Einzelfirma & Personen-Gesellschaft mit Personal
Inhabern von Einzelfirmen und Personengesellschaften mit Angestellten steht es grundsätzlich frei, wie sie sich selber gegen die Risiken Alter, Invalidität und Tod absichern. Möglichkeiten bestehen über die 2. Säule (wie bei den juristischen Personen) oder über die Säule 3a, in welche jährlich bis 20 Prozent des Reingewinns oder maximal CHF 32'832 einbezahlt werden können.
Die 3. Säule kann bei Banken und Versicherungen abgeschlossen werden. Bei der Bank steht der Sparaspekt im Vordergrund, bei der Versicherung hingegen der Risikoaspekt. Trotz der Abzugsmöglichkeiten lohnt es sich für den Unternehmer, dessen Einkommen CHF 150'000 übersteigt, in die Pensionskasse seiner Arbeitnehmer einzutreten. Dies aus folgenden Gründen:
- Es sind höhere Abzüge als CHF 32'832 pro Jahr möglich.
- Für die Versicherung von Alter, Invalidität und Tod kommen Kollektiv-Leben-Tarife zur Anwendung.
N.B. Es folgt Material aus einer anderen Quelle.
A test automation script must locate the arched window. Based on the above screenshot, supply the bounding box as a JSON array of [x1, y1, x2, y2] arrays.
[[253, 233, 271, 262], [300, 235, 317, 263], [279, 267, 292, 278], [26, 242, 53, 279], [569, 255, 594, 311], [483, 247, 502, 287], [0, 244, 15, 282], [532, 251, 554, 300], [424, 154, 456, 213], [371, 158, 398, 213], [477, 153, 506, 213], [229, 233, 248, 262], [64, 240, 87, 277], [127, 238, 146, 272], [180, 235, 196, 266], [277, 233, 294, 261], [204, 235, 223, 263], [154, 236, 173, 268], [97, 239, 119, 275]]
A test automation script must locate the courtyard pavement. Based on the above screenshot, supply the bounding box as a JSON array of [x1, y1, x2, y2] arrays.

Diese sind günstiger als Einzel-Leben-Tarife.
- Durch die Arbeitgeberbeiträge an die Pensionskasse reduziert sich der AHV-pflichtige Gewinn, woraus tiefere Unternehmenssteuern resultieren.
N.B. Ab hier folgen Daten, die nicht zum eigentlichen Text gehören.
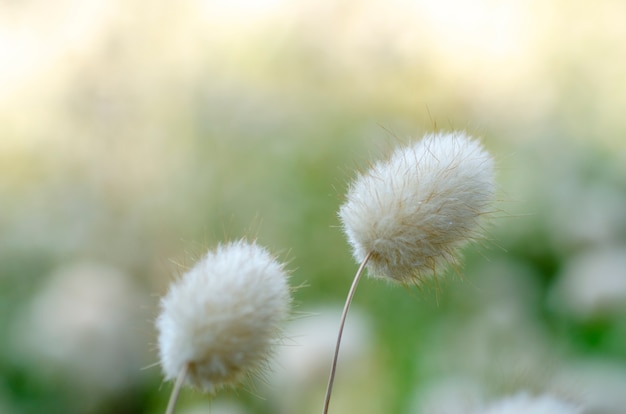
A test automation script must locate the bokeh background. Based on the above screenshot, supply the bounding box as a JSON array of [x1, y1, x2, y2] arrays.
[[0, 0, 626, 414]]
- Es besteht die Möglichkeit die Steuern mittels Einkäufe in die Berufliche Vorsorge zu optimieren.
- BVG-Versicherte können zusätzlich zu den Pensionskassenbeiträgen pro Jahr CHF 6'566 in die Säule 3a einbezahlen.
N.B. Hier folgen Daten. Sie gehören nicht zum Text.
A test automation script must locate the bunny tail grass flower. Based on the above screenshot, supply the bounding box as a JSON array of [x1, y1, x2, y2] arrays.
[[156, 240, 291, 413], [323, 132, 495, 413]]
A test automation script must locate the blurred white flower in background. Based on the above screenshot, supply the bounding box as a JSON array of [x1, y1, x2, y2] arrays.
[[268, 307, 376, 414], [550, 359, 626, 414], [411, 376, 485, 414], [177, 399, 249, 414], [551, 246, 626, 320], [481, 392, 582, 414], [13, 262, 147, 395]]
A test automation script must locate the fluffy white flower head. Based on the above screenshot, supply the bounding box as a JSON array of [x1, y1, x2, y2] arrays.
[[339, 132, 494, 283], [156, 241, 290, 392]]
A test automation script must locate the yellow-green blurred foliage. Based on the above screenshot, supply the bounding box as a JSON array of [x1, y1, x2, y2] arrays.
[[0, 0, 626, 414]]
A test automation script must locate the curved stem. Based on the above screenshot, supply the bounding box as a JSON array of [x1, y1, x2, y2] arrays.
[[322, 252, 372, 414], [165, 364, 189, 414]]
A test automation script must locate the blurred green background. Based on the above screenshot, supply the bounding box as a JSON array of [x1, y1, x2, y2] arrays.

Einzelfirma & Personen-Gesellschaft ohne Personal
Inhaber von Einzelfirmen und Personengesellschaften ohne Angestellte haben nur die Möglichkeit, sich über ihren Branchenverband oder bei der Stiftung Auffangeinrichtung BVG innerhalb der 2. Säule zu versichern. Als Alternative stehen Ihnen die Möglichkeiten im Rahmen der Säule 3a offen. D.h. sie können jährlich bis 20 Prozent des Reingewinnes, maximal jedoch CHF 32'832 in die Säule 3a einzahlen.